After filling my tummy with a soft pretzel at Sam's Club--for reasons yet to be determined, Sam's has the best soft pretzels this side of Philly--I headed over to fill up the car. I have no idea how people with huge cars deal with that task. My Prius has a 10 gallon tank. Any bigger than that, and I would have to bring along a sudoku to the filling station. Today, the job of alleviating my pump boredom fell to further observances of fuel cap placement as it relates to the automobile's country of origin. I am in a long-term observational project to determine a pattern to whether a gas cap is placed on the driver's or passenger's side. I was so engrossed in contemplating the Ford behind me that--contrary to most of my observations to date--had the gas cap on the passenger side, that I did not notice the man in his early 60s on the opposite side of the pump from me, staring at my chest.
Guys staring at my chest is not usually a blogworthy occurrence. I get that a lot (thanks, Mom, wink). This guy was different, though. Rather than trying to pretend he did not see me noticing what he was up to, he actually initiated conversation with, "I was just reading your shirt."
I had to look down to see which shirt he was talking about. After all, who remembers what shirt they put on? This morning, in my pre-coffee bleariness, I had pulled on my shirt advertising Austin Grossman's novel, Soon I Will Be Invincible. On the front, it has emblazoned in big letters, "This is what a supervillan looks like." Emp. Peng. has the other one in the set, "This is what an evil genius looks like." I borrow that one for Mensa meetings sometimes. The man in the Men's Garden Club baseball cap continued, "So that is what one looks like."
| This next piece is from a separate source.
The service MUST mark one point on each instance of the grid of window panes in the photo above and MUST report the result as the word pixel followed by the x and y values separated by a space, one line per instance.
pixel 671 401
Yup. A gal pushing 30, leaning against an aqua Prius and shaking the last remnants of a brain freeze from the 4-berry milkshake that didn't taste half as good as the black raspberry ice cream. The quintessential supervillian. I answered with the only thing I could come up with on short notice. "Of course. If we looked like we look in the comics, people would find us."
1 comment:
Over the years I, too, have enjoyed reading the shirts of young ladies, sometimes having arrested their progress to do so. (In a seaside town, it was not considered offensive).